Presidential election to pick Nigeria’s leader to succeed President Ibrahim Babangida commenced on this day in June 1993 with a massive turnout.
Two candidates from two registered political parties, the Social Democratic Party (SDP) and the National Republican Party (NRC), were contesting the election, which observers said would change Nigeria’s political history. Businessman and philanthropist, Abiola, was contesting the presidency on the platform of the SDP with Alhaji Bashir Tofa for the NRC.
More than 14 million persons voted in the election, which was expected to end the long stay of the military in political power.
Abiola stood for the presidential nomination of the SDP and beat Ambassador Baba Gana Kingibe and Alhaji Atiku Abubakar to secure the presidential nomination ahead of the June 12, 1993, election.
Abiola had managed to work his way out of poverty through hard work and symbolised the aspirations of many downtrodden Nigerians. His commitment to the plight of ordinary Nigerians included establishing Abiola Bookshops to provide affordable, locally-produced textbooks in the 1980s when imported textbooks became out of the reach of ordinary Nigerians as the naira was devalued. He also made available daily necessities such as rice and soap at affordable prices in the market.
For the June 12, 1993, presidential election, Abiola’s running mate was Kingibe. Abiola overwhelmingly defeated his rival, Tofa of the NRC. The election was declared Nigeria’s freest and fairest presidential election by national and international observers, with Abiola even winning in his northern opponent’s home state.

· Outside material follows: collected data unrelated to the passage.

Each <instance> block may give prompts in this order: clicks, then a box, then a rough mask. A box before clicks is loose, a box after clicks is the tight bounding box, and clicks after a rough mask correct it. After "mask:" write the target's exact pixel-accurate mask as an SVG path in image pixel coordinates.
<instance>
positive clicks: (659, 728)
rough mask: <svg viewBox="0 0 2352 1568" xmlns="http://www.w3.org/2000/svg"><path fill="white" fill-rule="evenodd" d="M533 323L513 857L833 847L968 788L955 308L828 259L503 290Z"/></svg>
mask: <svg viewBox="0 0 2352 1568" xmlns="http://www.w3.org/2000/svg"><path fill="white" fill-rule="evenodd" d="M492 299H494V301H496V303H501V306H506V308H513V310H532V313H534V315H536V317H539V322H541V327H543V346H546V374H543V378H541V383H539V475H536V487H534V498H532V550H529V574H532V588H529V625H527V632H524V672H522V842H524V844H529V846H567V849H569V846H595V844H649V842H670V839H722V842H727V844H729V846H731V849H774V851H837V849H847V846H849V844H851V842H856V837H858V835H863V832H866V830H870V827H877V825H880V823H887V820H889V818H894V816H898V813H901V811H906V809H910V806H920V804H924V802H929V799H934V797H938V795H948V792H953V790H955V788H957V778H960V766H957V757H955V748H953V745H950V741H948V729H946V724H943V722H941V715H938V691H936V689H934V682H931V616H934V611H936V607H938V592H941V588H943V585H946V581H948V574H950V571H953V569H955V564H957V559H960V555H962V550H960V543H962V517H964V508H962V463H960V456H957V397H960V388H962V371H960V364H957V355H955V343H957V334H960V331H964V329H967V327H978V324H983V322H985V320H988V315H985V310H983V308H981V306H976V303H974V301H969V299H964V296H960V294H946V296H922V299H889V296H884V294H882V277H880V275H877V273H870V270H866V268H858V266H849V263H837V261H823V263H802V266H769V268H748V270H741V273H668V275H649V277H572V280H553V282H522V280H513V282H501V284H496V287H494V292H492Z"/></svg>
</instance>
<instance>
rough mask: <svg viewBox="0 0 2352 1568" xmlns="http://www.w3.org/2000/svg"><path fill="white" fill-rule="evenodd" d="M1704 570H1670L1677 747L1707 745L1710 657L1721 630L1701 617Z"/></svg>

Abiola won in the country’s capital, Abuja, the military polling stations, and over two-thirds of Nigerian states. The reason why the election was so historic was because men of northern descent had largely dominated Nigeria’s political landscape since independence. The fact that Abiola (a southern Muslim) was able to secure a national mandate freely and fairly remained unprecedented in Nigeria’s history.
However, the election was annulled by Babangida. A political crisis ensued, which led to General Sani Abacha seizing power later that year.
During preparations for the 2011 Nigerian presidential election there were calls from several quarters to remember MKO Abiola.